In this case, not sharing is caring. The “sharing culture” made popular through social media has little place in video conferencing. Before recording a meeting or capturing a screenshot of the participants, always ask for consent in advance from the full roster of attendees. Knowing that a video conference will be photographed or recorded could have a bearing on what others are willing to discuss.

Manage Yourself

14. Minimize Distractions

While de-activating audio and video features can keep distractions from affecting the other participants, you will need to manage noise and disruptions on your end to give your full attention to the meeting.

Move out of high-traffic zones in your home, keep your door closed, and ask family members to be considerate.

15. Save Snacking for Later

Save snacking for later—or earlier. Eating while on video conference is a no-no. Munching in front of the group while close to the camera—as you are when video conferencing—subjects the participants to an up-close and (too) personal view of your food consumption process.

However, it’s perfectly fine to sip quietly from a glass of water or cup of coffee or tea.

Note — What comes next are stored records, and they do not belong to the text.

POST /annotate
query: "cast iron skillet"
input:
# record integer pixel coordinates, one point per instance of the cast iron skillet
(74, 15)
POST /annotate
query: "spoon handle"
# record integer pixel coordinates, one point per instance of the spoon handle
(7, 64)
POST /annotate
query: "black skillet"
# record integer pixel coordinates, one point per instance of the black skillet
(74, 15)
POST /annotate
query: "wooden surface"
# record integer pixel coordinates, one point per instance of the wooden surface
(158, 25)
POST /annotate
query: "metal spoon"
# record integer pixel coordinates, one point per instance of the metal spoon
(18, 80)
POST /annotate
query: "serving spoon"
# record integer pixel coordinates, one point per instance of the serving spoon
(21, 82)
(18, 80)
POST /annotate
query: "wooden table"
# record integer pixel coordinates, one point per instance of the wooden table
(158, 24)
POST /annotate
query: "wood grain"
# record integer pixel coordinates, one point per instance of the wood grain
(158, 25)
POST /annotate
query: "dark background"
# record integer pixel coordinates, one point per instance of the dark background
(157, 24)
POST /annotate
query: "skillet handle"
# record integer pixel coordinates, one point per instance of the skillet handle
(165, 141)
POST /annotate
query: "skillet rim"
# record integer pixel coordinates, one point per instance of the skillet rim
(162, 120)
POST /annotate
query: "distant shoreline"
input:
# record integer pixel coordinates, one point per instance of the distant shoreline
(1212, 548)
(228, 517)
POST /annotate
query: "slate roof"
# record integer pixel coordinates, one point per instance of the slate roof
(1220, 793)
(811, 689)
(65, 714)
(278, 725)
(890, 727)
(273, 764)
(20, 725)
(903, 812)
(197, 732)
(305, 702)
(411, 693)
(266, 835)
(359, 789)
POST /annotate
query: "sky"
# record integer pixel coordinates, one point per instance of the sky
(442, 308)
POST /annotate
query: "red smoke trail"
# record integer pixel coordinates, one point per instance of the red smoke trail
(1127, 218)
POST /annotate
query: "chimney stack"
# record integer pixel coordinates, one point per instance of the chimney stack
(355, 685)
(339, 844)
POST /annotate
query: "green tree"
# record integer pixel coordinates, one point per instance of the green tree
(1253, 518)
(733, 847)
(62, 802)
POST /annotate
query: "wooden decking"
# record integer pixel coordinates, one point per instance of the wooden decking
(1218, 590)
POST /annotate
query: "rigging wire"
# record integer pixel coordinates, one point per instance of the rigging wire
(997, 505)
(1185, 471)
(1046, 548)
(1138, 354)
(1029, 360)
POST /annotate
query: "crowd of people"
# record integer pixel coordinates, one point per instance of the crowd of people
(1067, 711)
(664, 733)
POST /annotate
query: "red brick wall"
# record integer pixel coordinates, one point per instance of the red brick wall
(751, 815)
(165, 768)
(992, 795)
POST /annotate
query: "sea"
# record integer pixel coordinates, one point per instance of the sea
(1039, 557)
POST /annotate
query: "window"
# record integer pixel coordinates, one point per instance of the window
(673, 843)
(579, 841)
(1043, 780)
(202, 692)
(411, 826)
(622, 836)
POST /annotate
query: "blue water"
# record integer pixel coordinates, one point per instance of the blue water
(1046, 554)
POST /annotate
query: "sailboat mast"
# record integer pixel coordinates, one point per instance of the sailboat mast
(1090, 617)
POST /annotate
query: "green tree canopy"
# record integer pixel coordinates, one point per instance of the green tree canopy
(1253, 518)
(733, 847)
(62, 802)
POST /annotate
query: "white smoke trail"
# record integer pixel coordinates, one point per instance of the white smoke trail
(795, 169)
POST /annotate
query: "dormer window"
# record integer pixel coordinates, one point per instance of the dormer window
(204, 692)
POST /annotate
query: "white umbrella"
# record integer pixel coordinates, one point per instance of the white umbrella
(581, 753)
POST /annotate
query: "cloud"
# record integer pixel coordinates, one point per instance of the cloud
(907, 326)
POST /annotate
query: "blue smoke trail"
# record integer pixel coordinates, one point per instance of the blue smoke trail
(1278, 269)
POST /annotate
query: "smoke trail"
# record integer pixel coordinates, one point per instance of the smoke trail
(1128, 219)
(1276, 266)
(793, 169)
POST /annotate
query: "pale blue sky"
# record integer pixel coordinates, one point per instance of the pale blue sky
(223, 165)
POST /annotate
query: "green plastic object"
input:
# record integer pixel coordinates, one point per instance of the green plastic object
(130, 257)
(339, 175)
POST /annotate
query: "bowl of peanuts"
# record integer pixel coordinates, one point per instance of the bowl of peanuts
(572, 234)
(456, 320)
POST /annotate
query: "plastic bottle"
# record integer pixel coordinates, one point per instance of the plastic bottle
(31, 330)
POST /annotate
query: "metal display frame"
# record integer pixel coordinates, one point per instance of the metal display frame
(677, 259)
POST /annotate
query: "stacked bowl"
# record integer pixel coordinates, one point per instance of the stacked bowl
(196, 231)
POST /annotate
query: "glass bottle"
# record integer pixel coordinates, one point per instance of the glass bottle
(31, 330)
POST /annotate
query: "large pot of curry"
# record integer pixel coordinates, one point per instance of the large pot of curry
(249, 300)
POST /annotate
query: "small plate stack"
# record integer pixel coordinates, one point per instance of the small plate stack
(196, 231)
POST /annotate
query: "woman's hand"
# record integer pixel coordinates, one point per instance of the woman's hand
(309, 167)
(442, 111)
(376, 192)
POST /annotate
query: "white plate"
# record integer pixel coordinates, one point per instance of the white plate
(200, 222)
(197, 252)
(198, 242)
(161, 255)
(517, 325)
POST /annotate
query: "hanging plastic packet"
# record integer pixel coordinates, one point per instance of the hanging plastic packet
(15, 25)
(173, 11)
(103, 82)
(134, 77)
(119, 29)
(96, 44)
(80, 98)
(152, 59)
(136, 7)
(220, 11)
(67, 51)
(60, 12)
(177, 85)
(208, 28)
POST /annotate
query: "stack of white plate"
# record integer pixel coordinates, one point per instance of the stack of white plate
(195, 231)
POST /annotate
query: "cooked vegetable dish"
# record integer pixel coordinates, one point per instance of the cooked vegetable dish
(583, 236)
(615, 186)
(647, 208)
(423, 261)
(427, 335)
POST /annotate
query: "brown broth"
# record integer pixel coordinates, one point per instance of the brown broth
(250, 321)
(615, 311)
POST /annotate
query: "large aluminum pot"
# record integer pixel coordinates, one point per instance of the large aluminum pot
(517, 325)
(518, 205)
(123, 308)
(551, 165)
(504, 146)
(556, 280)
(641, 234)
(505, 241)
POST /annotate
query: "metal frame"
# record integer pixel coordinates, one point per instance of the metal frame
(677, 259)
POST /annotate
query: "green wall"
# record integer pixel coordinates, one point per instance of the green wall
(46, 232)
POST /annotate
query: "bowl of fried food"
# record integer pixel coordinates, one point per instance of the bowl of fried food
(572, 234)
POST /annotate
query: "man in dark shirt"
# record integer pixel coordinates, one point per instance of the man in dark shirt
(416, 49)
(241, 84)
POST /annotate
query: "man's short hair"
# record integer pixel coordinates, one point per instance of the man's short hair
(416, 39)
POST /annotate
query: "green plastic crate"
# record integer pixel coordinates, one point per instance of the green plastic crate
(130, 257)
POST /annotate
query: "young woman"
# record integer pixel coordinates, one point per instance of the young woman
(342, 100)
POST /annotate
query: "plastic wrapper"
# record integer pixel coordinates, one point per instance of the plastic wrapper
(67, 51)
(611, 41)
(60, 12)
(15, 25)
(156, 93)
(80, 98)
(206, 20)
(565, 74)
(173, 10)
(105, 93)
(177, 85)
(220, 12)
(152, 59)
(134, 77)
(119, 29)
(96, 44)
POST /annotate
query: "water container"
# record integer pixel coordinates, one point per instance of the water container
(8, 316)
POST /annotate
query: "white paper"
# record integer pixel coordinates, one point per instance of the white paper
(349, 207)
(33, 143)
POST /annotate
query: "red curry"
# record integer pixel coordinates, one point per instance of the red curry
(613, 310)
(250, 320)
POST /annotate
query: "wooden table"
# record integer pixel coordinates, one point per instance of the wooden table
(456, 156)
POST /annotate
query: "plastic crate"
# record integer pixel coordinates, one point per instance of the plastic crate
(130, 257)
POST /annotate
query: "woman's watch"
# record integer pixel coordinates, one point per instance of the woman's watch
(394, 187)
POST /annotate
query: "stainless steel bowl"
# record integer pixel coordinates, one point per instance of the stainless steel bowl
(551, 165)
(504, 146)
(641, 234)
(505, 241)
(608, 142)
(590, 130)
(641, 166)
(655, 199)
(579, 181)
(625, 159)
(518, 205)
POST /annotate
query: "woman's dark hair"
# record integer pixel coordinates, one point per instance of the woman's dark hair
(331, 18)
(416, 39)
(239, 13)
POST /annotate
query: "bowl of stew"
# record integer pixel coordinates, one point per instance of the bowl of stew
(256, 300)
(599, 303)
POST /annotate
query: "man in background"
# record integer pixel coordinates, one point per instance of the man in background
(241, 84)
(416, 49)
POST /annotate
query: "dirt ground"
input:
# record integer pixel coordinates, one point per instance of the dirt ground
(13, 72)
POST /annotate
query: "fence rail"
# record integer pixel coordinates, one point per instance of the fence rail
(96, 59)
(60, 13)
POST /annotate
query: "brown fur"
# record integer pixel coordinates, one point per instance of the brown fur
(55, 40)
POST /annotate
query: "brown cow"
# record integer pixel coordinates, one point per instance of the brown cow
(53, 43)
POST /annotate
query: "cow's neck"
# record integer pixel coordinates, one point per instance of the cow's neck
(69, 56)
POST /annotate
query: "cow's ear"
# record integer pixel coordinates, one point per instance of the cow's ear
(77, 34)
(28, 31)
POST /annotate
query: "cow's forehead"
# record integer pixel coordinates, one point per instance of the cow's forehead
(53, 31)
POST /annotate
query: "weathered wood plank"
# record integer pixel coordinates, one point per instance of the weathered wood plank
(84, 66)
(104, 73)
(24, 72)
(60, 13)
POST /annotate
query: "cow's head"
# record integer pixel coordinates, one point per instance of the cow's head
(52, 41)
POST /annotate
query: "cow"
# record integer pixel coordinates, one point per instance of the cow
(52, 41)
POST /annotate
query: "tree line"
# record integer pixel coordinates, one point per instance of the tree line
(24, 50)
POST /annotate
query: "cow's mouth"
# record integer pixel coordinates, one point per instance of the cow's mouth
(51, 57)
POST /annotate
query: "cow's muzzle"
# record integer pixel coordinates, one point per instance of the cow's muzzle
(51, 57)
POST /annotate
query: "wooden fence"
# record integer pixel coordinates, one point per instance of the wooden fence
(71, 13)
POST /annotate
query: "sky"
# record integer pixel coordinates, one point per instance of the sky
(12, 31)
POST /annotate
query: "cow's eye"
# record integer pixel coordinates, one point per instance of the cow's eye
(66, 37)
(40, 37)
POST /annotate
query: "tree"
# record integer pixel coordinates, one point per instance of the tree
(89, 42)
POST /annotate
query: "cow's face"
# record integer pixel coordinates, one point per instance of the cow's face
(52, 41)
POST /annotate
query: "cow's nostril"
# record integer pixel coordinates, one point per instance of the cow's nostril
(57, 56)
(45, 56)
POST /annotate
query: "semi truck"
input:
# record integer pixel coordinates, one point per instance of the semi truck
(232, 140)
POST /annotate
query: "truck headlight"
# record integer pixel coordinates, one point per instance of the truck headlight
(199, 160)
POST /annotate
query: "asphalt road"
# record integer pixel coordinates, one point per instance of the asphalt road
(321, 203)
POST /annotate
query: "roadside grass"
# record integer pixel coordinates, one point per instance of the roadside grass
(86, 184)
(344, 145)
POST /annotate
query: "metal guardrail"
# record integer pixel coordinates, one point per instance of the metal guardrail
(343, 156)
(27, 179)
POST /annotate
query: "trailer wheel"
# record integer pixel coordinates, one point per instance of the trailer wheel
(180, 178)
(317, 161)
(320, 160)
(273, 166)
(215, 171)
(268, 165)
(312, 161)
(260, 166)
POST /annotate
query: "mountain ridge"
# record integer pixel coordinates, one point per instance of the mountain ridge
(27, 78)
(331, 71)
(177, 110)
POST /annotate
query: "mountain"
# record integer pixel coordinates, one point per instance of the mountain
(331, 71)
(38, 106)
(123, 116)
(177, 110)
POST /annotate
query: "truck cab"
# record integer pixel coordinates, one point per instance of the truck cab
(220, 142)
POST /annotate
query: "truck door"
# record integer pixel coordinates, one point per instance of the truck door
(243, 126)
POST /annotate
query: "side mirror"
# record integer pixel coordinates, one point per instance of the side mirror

If the meeting threatens to last for more than two hours, you may want to ask the host in advance to schedule a five-minute break at the halfway point.

Final Thoughts

Even though bosses are now beginning to ask workers to spend some of their workdays on-site, up to 80 percent will permit employees to work remotely at least part of the time, which means more video conferencing in your future.[3] Mastering these video conferencing etiquette tips will help you dial in—as well as dial back—your participation and demonstrate your unwavering level of engagement to the team.